How do you solve Restore The Array on LeetCode?

Restore The Array (LeetCode #1416) can be solved using Brute Force or Optimal Solution. The optimal approach is Optimal Solution with O(n) time complexity and O(n) space complexity. Key insight: Understanding the range of valid integers helps in efficiently checking splits.

What is the time complexity of Restore The Array?

The optimal solution for Restore The Array runs in O(n) time and uses O(n) space.

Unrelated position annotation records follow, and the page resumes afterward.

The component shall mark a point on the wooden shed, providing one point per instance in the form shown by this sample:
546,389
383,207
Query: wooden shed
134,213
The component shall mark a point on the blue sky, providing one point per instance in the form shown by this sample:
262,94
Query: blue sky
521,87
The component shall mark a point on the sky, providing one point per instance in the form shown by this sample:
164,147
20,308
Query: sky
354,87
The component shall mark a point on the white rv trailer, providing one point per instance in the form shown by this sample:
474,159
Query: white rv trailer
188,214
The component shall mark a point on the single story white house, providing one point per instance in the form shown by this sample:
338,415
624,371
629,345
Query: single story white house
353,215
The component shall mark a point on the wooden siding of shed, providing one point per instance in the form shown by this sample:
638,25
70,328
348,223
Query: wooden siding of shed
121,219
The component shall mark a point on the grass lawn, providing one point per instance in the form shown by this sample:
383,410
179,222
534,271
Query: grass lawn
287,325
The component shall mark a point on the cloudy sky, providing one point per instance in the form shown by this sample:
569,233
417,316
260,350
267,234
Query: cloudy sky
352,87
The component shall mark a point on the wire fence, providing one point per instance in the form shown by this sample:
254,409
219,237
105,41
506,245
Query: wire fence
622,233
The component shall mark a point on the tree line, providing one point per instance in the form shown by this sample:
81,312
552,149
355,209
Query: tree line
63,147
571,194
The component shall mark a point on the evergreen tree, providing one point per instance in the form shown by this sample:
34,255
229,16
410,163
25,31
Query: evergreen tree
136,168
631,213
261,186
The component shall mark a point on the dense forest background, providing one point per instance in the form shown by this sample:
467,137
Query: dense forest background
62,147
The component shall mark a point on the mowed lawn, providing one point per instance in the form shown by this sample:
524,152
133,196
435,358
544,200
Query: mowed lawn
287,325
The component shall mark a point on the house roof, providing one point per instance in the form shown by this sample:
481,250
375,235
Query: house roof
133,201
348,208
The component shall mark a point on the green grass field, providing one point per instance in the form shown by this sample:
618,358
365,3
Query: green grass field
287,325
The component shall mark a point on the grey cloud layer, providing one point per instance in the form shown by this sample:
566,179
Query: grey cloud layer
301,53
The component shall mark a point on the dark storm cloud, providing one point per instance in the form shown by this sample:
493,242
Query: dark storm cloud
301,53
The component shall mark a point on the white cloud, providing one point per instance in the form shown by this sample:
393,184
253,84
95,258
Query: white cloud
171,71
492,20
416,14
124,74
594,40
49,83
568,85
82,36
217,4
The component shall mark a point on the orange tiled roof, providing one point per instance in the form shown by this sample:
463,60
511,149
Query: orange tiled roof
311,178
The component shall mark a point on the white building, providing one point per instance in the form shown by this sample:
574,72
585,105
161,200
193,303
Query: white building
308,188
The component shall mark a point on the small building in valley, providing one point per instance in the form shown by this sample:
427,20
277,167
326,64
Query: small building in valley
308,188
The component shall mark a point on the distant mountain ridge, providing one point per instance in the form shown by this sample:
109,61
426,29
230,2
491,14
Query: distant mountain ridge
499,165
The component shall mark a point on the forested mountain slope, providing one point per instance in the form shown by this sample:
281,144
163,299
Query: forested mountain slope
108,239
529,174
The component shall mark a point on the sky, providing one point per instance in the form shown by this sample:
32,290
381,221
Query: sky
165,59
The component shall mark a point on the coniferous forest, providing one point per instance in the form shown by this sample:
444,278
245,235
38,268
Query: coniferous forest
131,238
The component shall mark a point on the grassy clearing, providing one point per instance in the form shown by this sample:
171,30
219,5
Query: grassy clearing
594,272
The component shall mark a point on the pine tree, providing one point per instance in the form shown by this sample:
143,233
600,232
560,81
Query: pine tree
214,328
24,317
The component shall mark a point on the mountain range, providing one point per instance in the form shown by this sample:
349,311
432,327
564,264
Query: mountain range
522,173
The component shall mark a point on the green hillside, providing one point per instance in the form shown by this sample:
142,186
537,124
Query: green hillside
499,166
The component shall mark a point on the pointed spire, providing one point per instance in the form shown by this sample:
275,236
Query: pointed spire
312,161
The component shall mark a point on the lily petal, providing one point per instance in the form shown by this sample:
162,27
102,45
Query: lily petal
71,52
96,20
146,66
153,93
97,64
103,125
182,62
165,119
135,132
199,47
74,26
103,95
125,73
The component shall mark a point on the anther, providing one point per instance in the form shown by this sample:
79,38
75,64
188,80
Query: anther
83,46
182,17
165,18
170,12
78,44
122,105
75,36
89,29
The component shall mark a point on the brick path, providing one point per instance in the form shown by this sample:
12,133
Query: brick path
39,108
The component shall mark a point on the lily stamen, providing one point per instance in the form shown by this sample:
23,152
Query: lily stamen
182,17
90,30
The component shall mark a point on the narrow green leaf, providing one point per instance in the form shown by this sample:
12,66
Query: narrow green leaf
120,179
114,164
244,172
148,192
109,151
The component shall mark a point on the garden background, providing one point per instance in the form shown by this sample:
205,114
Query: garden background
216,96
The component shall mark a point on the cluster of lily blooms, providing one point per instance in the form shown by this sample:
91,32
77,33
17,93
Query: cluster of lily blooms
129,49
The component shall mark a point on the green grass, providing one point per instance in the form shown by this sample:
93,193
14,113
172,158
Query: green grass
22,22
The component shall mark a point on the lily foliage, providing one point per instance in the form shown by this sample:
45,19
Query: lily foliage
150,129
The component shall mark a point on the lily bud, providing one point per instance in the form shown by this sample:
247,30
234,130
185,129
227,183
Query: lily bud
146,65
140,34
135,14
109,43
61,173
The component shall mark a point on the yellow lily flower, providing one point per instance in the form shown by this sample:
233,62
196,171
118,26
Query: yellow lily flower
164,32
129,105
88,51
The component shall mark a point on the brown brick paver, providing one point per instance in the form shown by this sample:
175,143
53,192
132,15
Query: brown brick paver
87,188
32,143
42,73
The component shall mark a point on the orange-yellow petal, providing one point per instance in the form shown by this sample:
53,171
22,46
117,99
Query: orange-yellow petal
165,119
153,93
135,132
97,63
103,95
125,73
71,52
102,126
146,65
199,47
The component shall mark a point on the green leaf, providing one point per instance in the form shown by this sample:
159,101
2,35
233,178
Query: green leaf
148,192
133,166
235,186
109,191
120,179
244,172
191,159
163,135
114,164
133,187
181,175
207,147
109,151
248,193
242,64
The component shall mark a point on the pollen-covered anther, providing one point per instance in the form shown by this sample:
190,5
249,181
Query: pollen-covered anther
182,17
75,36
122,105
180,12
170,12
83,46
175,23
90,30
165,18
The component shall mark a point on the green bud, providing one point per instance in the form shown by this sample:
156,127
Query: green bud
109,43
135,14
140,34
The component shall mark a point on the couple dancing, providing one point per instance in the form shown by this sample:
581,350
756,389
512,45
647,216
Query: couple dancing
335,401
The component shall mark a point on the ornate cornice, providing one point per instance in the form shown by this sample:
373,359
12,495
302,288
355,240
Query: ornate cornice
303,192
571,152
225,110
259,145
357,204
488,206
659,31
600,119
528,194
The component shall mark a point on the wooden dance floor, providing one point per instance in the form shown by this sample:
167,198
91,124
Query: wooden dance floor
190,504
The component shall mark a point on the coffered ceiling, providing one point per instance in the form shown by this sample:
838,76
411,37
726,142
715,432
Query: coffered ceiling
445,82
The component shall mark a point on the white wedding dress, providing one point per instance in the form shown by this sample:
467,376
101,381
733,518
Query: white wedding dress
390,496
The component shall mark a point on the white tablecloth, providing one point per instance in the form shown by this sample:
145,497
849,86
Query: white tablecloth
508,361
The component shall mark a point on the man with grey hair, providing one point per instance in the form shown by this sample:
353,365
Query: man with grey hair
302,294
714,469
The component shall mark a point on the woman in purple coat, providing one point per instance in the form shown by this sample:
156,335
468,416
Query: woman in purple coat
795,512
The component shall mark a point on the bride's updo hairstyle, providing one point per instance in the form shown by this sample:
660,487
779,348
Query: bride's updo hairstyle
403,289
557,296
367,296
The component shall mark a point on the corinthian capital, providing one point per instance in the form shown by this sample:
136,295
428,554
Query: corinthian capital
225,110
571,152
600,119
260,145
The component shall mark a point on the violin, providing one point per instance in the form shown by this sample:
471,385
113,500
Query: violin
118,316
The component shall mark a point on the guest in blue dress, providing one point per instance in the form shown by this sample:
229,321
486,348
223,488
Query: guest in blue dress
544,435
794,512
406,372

This complexity is efficient because we only traverse the string once and use a fixed amount of space for the dp array.

What is the brute force solution for Restore The Array?

The brute force approach for Restore The Array is Brute Force, with O(n²) time complexity and O(1) space complexity. The brute force approach involves generating all possible ways to split the string into valid integers and counting those that fall within the specified range. This method is straightforward but inefficient for larger inputs. The optimal Optimal Solution approach improves this to O(n).

What algorithm or data structure is used to solve Restore The Array?

Restore The Array uses the following concepts: String, Dynamic Programming. The recommended patterns to study are: Dynamic Programming, String Manipulation.

What are the interview tips for Restore The Array?

Always clarify constraints and edge cases before diving into coding. Think about how to optimize your solution early on to avoid brute force pitfalls. Practice explaining your thought process clearly, as communication is key in interviews.

What are common mistakes when solving Restore The Array?

Not considering leading zeros in splits, which can lead to invalid numbers. Failing to handle large numbers correctly, especially when converting from string to integer.

#1416

Restore The Array

Hard

StringDynamic ProgrammingDynamic ProgrammingString Manipulation

LeetCode ↗

Approaches

Brute ForceOptimal

Complexity Comparison

	Brute Force	Optimal Solution★
Time	O(n²)	O(n)
Space	O(1)	O(n)

💡

Intuition

Time O(n)Space O(n)

The optimal approach uses dynamic programming to build a solution incrementally. We keep track of the number of ways to split the string at each index, reducing redundant calculations.

⚙️

Algorithm

3 steps

1Step 1: Initialize a dp array where dp[i] represents the number of ways to split the substring s[i:].
2Step 2: Iterate through the string from the end to the beginning.
3Step 3: For each position, check possible splits of length 1 to 10 (since k can be at most 10 digits long). If the number is valid, add the ways from dp to the current position.

solution.py17 lines

1# Full working Python code
2def count_valid_splits(s, k):
3    mod = 10**9 + 7
4    n = len(s)
5    dp = [0] * (n + 1)
6    dp[n] = 1  # Base case: one way to split an empty string
7
8    for i in range(n - 1, -1, -1):
9        for length in range(1, 11):  # Check lengths from 1 to 10
10            if i + length <= n:
11                num = int(s[i:i + length])
12                if 1 <= num <= k:
13                    dp[i] = (dp[i] + dp[i + length]) % mod
14    return dp[0]
15
16# Example usage
17print(count_valid_splits('1317', 2000))

ℹ

Complexity note: This complexity is efficient because we only traverse the string once and use a fixed amount of space for the dp array.

1Understanding the range of valid integers helps in efficiently checking splits.
2Dynamic programming can significantly reduce the number of calculations by storing intermediate results.

Solutions and explanations are original Tejav content. Problem titles © LeetCode — use the LeetCode button above for the full problem statement.